The model-suspension precedent
The bill lands in a federal enforcement landscape that is already shifting. On June 12, 2026, the US government ordered Anthropic to suspend Fable 5 and Mythos 5 model access for foreign nationals, via a Commerce Secretary Lutnick letter to CEO Dario Amodei, marking the first time a government has forced a leading AI company to take a publicly deployed frontier model offline [15]. That action, taken under existing Commerce Department authority, sits in an uneasy relationship with the Obernolte-Trahan draft, which would formalize a new audit-and-reporting regime for covered frontier developers without addressing the executive-branch suspension power that the Lutnick letter just exercised. The bill's text does not preempt or codify that authority, and it does not address whether the IVO-audit findings that CAISI would receive could be used to justify future model-suspension orders. New York Governor Hochul's pending decisions on state AI legislation are, separately, "especially consequential for whether a national or state-by-state framework ultimately governs AI in the United States" [15], and the New York legislature has been working on its own foundation-model transparency regime that would sit in the same preemption crosshairs as California's AB 2013 if the federal bill becomes law.
The road to introduction
The Obernolte-Trahan draft is the most serious federal preemption effort on AI to date, and the most vulnerable. The bipartisan cover is real at the principal-sponsor level but conditional below it. Subramanyam and Peters, the two Democratic co-sponsors most identified with state-level AI accountability work, may withdraw support if the carve-outs are narrowed rather than widened during the comment period [2][9]. The Trump December EO remains in litigation, and the statutory path the bill pursues is the more durable path to preemption that can survive the Article II challenge.

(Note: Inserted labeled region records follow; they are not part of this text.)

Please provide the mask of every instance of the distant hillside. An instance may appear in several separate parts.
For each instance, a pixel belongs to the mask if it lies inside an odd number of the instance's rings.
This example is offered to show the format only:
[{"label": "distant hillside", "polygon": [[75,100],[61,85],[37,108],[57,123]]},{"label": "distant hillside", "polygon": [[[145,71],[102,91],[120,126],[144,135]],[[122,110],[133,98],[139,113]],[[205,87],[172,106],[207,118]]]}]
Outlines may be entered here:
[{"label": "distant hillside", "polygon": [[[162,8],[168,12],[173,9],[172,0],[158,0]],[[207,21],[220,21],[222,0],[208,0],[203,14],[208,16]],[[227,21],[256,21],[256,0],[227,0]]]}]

The clock runs against all of it: Colorado's June 30, 2026 enforcement date, the comment inbox at GAAIA@mail.house.gov, and an election cycle that will not wait on a 269-page bill.
The constitutional question is no longer whether it will be answered. It is which branch of government, and which level of federalism, gets to answer it first. The Trahan-Obernolte wager is that Congress can pre-empt by statute what the executive can only challenge by litigation. State AGs are betting the Supremacy Clause cuts the other way.